1-2-3-4-5, then back down, repeated three times. The reps add up fast and the set changes break mental fatigue.

Density Block

Set a ten-minute clock. Cycle mini-sets of 5–8 reps with short breathers. Note total reps and minutes, then repeat next time and beat your score.

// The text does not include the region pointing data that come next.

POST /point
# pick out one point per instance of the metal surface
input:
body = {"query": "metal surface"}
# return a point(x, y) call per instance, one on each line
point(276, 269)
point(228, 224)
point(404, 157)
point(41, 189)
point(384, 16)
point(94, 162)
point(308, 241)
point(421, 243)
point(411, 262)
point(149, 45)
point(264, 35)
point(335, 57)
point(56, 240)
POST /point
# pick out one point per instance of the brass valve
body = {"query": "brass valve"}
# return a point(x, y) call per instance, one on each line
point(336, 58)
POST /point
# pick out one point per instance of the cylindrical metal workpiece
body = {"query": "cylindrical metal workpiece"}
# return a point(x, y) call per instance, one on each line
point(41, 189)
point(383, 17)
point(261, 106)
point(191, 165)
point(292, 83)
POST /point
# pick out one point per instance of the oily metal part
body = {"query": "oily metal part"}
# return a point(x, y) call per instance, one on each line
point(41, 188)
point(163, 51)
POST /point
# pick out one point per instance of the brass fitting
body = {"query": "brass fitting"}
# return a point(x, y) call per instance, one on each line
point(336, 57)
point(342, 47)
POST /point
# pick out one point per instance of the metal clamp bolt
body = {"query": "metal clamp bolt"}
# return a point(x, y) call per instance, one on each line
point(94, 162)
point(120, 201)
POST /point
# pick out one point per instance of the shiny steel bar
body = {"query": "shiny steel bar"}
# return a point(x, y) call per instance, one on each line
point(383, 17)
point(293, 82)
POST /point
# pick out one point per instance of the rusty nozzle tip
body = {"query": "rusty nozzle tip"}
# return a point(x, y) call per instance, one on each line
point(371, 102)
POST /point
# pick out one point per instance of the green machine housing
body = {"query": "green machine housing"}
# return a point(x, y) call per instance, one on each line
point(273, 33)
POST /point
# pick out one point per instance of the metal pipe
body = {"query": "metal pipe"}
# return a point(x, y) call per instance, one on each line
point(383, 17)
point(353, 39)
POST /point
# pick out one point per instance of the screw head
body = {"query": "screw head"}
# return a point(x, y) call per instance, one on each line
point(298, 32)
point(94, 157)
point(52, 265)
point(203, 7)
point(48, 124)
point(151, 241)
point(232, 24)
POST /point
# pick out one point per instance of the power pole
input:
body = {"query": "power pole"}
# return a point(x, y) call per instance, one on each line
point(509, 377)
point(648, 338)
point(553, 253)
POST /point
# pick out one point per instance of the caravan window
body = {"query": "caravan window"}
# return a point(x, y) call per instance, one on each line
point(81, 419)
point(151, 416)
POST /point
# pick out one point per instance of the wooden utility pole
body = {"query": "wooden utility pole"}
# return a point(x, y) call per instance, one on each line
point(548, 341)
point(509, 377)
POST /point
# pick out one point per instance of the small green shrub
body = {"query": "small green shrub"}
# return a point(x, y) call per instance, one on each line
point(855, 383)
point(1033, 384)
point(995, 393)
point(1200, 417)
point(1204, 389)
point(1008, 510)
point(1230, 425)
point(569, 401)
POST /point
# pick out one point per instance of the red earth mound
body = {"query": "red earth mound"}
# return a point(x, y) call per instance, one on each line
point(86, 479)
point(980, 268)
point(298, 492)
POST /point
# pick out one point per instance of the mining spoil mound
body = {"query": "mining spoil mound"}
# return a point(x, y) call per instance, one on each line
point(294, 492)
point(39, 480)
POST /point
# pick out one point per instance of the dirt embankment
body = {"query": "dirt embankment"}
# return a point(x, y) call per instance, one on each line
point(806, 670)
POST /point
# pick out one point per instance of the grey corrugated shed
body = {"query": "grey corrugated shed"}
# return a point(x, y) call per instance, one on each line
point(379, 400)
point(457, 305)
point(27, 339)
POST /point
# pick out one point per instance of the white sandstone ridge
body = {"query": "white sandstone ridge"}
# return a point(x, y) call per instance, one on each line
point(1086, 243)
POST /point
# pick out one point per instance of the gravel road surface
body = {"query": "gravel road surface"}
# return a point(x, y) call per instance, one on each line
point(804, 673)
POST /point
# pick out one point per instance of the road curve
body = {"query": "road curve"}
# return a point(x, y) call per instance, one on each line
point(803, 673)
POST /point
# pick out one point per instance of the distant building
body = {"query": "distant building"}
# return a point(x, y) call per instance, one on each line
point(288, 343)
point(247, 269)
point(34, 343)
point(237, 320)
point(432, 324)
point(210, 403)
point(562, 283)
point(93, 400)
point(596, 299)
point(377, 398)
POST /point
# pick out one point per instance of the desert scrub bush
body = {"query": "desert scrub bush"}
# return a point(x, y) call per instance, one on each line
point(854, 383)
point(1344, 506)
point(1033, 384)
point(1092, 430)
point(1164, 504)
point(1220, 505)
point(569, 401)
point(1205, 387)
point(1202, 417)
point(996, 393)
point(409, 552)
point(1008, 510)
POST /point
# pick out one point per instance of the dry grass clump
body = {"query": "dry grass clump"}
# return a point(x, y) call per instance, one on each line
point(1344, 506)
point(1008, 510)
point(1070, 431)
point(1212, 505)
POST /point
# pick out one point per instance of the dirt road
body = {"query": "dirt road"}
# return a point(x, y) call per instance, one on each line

Common Estimating Mistakes

Counting Only The Reps, Not The Minutes

Two athletes can both hit 100. One finishes in five minutes, the other in ten. Same reps, different minutes, different totals.

Picking The Wrong Effort Bucket

Assisted dips feel smooth and can sit closer to moderate. Strict bodyweight or weighted reps fit better in the vigorous slot. Choose the MET that matches the feel of the work.

Ignoring Light Activity Between Sets

Standing still isn’t zero. Those minutes add a little, and the math accounts for it cleanly at 1.5 METs.

Plain Points Before You Log It

  • Most people will land near 30–60 kcal for a fast 100-rep set.
  • Include rests and your session total often sits between 50–95 kcal.
  • Heavier athletes burn more per minute at the same pace.
  • Slow tempo or longer breaks stretch time and nudge the number up.
  • Use MET × 0.0175 × kg × minutes for a quick, repeatable estimate.